Profiling

You can turn on profiling by passing --profiler in your training or validation command. Note that profiling will likely slow down the script and is intended as a debugging feature.

Some of the profiling results are only saved after the script completes so it is necessary to avoid killing with Ctrl + C if you want to record the full profiling results. As such, when profiling training it is recommended to:

  • profile a small number of --training_steps
  • set --n_utterances_only [N_UTTERANCES_ONLY] to sample from the training dataset.

Similarly, when profiling validation it is recommended to use --nth_batch_only=<batch idx>

Profiling results will be saved in [output_dir]/benchmark/. This consists of:

  • yappi logs named program[rank]_[timestamp].prof.

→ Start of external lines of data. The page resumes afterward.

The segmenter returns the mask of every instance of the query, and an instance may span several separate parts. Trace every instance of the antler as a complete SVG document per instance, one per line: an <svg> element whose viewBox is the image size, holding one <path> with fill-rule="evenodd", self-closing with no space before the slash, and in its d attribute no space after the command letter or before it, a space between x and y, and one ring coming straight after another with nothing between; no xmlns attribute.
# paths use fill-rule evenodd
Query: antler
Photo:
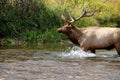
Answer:
<svg viewBox="0 0 120 80"><path fill-rule="evenodd" d="M63 21L65 21L65 22L67 22L67 23L74 23L75 21L79 20L80 18L93 16L94 13L95 13L95 11L96 11L95 9L88 11L86 8L84 8L82 15L80 15L80 16L79 16L78 18L76 18L76 19L75 19L75 17L73 17L70 13L69 13L69 16L70 16L71 21L66 20L66 18L64 17L63 14L61 15L61 18L62 18Z"/></svg>
<svg viewBox="0 0 120 80"><path fill-rule="evenodd" d="M75 21L79 20L82 17L91 17L94 15L95 11L96 11L95 9L88 11L86 8L84 8L82 15L80 15L78 18L75 19L73 16L70 15L71 18L70 23L74 23Z"/></svg>

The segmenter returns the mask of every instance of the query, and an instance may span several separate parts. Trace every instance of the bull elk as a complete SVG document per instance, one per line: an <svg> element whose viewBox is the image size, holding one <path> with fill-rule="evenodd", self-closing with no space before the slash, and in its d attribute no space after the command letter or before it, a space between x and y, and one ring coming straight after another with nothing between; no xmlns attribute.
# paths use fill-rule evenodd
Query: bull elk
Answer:
<svg viewBox="0 0 120 80"><path fill-rule="evenodd" d="M59 33L63 33L68 36L70 41L81 47L85 52L90 50L95 53L96 49L116 49L118 55L120 55L120 28L103 28L103 27L87 27L78 28L74 26L74 22L83 17L93 16L95 10L88 11L83 10L83 14L78 18L74 18L70 15L71 21L66 20L62 15L62 20L66 23L63 27L58 28Z"/></svg>

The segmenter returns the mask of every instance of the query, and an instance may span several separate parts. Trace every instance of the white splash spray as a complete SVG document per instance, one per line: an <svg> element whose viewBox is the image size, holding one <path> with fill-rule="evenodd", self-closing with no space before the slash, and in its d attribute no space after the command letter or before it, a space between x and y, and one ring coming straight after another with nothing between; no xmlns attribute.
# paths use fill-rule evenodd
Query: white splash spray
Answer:
<svg viewBox="0 0 120 80"><path fill-rule="evenodd" d="M84 52L80 47L74 46L70 51L63 52L61 57L63 58L85 58L85 57L95 57L96 55L90 52Z"/></svg>

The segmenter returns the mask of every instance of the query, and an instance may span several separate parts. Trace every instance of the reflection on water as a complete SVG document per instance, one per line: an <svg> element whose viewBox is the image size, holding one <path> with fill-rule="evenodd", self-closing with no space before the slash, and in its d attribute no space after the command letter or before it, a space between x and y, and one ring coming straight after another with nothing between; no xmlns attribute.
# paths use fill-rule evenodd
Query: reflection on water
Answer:
<svg viewBox="0 0 120 80"><path fill-rule="evenodd" d="M0 80L120 80L115 51L0 50Z"/></svg>

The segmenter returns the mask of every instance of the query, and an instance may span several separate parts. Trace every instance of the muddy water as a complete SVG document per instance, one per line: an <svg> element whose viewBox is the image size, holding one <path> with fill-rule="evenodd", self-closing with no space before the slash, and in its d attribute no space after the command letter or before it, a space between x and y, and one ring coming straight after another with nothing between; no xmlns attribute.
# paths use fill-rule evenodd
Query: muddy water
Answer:
<svg viewBox="0 0 120 80"><path fill-rule="evenodd" d="M0 80L120 80L116 52L0 50Z"/></svg>

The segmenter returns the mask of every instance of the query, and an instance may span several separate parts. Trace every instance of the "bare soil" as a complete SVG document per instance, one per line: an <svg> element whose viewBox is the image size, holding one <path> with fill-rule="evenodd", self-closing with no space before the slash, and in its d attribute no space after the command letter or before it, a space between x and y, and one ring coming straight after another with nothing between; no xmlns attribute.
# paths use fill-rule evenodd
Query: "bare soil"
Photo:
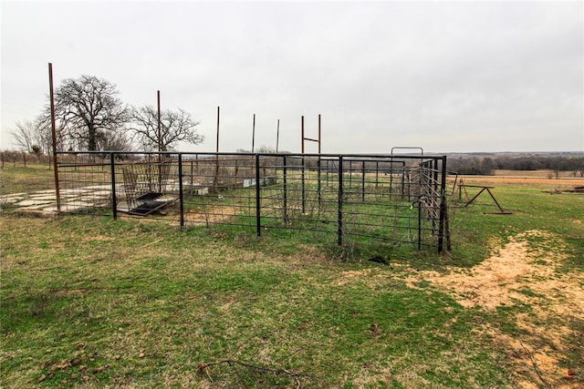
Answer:
<svg viewBox="0 0 584 389"><path fill-rule="evenodd" d="M529 243L534 238L537 246ZM584 321L584 276L559 271L566 261L562 248L560 237L530 230L495 245L491 258L468 271L419 271L408 282L415 288L419 282L429 281L468 308L529 307L516 317L517 327L524 330L521 336L489 324L475 331L490 335L506 352L522 388L581 388L581 383L572 383L578 372L561 367L560 361L570 340L584 336L568 325Z"/></svg>

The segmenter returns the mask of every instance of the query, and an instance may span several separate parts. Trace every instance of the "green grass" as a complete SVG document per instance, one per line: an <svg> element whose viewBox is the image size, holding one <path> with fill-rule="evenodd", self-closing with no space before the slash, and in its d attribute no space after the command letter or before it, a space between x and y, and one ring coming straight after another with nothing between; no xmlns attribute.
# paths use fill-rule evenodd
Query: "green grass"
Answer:
<svg viewBox="0 0 584 389"><path fill-rule="evenodd" d="M508 355L479 330L524 334L516 315L530 306L468 309L430 282L408 282L419 270L478 264L494 240L530 230L562 236L562 247L527 239L581 274L584 197L495 195L513 215L484 214L486 200L453 208L451 253L395 252L391 266L278 234L5 213L0 385L516 387ZM582 319L565 325L581 333ZM560 363L581 383L584 343L569 341Z"/></svg>

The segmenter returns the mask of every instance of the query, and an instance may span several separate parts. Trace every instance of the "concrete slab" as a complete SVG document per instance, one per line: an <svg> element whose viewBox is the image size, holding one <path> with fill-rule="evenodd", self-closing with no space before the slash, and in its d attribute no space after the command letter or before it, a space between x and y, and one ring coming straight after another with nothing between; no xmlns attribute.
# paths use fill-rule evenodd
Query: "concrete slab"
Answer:
<svg viewBox="0 0 584 389"><path fill-rule="evenodd" d="M34 207L36 205L41 205L41 206L47 205L47 204L50 204L51 202L54 202L54 201L50 200L25 200L23 201L20 201L16 205L18 207L27 208L27 207Z"/></svg>
<svg viewBox="0 0 584 389"><path fill-rule="evenodd" d="M54 194L53 195L47 195L47 194L32 195L30 196L30 200L36 200L36 201L44 201L44 200L57 201L57 196Z"/></svg>

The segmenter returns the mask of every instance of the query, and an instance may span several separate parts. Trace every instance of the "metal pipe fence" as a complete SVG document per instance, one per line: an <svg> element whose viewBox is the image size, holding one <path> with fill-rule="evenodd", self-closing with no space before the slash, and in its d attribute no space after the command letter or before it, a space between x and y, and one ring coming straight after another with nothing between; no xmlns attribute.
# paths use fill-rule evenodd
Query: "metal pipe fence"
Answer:
<svg viewBox="0 0 584 389"><path fill-rule="evenodd" d="M59 152L60 212L439 252L446 157ZM447 245L446 249L449 247Z"/></svg>

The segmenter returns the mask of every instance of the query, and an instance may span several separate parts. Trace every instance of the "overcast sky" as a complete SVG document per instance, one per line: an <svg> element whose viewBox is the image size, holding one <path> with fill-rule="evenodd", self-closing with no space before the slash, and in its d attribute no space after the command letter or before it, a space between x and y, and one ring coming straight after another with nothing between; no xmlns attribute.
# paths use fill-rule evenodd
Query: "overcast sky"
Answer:
<svg viewBox="0 0 584 389"><path fill-rule="evenodd" d="M214 151L584 151L584 2L5 1L1 146L91 75L183 108ZM307 144L307 152L316 152Z"/></svg>

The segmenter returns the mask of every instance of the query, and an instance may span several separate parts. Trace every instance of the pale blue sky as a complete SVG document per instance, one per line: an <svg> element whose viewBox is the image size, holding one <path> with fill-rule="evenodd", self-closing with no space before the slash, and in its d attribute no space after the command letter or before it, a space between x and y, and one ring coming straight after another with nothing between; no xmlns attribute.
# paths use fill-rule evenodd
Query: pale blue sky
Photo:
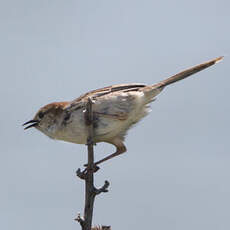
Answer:
<svg viewBox="0 0 230 230"><path fill-rule="evenodd" d="M230 4L227 0L10 0L0 4L0 229L75 230L86 147L21 124L91 89L152 84L224 61L168 87L105 163L95 224L112 229L230 229ZM113 151L98 144L96 158Z"/></svg>

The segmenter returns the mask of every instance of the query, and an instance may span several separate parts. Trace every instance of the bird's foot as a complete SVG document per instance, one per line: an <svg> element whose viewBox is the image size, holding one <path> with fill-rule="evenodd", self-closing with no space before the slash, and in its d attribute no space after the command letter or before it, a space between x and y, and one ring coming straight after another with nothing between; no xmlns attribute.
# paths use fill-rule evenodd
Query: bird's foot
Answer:
<svg viewBox="0 0 230 230"><path fill-rule="evenodd" d="M100 169L100 167L98 167L96 164L93 164L92 166L88 166L88 164L84 164L84 167L86 167L84 169L84 171L85 170L86 171L91 171L92 170L94 173L97 172Z"/></svg>

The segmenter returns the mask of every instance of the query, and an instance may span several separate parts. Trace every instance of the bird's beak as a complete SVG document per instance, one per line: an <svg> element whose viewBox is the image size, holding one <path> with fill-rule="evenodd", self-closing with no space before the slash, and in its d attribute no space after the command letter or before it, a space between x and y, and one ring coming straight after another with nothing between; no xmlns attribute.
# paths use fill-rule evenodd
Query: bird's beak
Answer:
<svg viewBox="0 0 230 230"><path fill-rule="evenodd" d="M31 124L31 123L32 123L32 124ZM37 126L38 123L39 123L38 120L30 120L30 121L27 121L26 123L24 123L23 126L24 126L24 125L27 125L27 124L31 124L31 125L29 125L29 126L27 126L27 127L24 128L24 129L29 129L29 128L32 128L32 127Z"/></svg>

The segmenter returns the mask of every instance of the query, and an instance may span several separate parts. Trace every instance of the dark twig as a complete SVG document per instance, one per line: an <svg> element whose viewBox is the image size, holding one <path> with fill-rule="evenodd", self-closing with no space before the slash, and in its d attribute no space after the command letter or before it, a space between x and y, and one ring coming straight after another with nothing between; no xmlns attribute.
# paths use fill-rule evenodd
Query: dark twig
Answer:
<svg viewBox="0 0 230 230"><path fill-rule="evenodd" d="M94 173L99 170L98 166L94 165L94 128L93 128L93 102L91 98L88 98L85 109L85 124L88 127L88 139L87 139L87 148L88 148L88 163L87 167L81 171L78 169L76 174L79 178L85 180L85 209L84 209L84 218L78 214L75 219L78 221L82 227L82 230L91 230L92 227L92 217L93 217L93 205L96 195L102 192L108 192L109 182L105 181L105 184L97 189L94 186ZM92 228L92 229L97 229ZM98 229L110 229L109 226L101 226Z"/></svg>

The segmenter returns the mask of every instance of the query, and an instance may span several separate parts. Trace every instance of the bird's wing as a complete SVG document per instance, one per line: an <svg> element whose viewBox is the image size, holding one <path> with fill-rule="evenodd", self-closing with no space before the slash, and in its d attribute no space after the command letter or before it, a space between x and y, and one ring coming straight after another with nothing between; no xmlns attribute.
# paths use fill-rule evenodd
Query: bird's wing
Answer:
<svg viewBox="0 0 230 230"><path fill-rule="evenodd" d="M141 83L132 83L132 84L118 84L118 85L112 85L112 86L107 86L101 89L96 89L93 91L90 91L86 94L81 95L80 97L76 98L70 103L69 108L71 107L71 110L75 110L78 108L81 108L82 106L87 103L88 98L90 97L92 100L97 100L103 96L110 96L111 94L114 93L122 93L122 92L131 92L131 91L138 91L141 88L146 87L145 84Z"/></svg>

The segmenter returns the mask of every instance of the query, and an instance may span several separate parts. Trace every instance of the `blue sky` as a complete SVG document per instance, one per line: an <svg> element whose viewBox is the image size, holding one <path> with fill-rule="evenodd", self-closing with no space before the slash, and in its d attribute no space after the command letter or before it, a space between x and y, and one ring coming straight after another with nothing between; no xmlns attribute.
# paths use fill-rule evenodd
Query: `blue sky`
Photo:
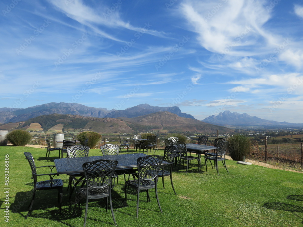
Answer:
<svg viewBox="0 0 303 227"><path fill-rule="evenodd" d="M178 107L303 123L301 1L4 0L0 107Z"/></svg>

These can be viewed via SnakeViz:

    Launch a container with the command SNAKEVIZ_PORT=[an unused port] ./scripts/docker/launch.sh .... Inside the container, run

    ./scripts/profile/launch_snakeviz.bash /results/benchmark/program[rank]_[timestamp].prof
    

    This will print an interactive URL that you can view in a web browser.

  • top logs named top_log_[timestamp].html. These can be viewed outside the container using a web browser.

  • nvidia-smi text logs named nvidia_smi_log_[timestamp].txt.

  • Manual timings of certain parts of the training loop for each training step constituting an epoch. These are text files named timings_stepN_rankM_[timestamp].txt.

  • system information in system_info_[timestamp].txt.

Sending results

In order to share debug information with Myrtle.ai please run the following script:

OUTPUT_DIR=/<results dir to share> TAR_FILE=logs_to_share.tar.gz ./scripts/tar_logs_exclude_ckpts.bash

This will compress the logs excluding any checkpoints present in OUTPUT_DIR. The resulting logs_to_share.tar.gz file can be shared with Myrtle.ai or another third-party.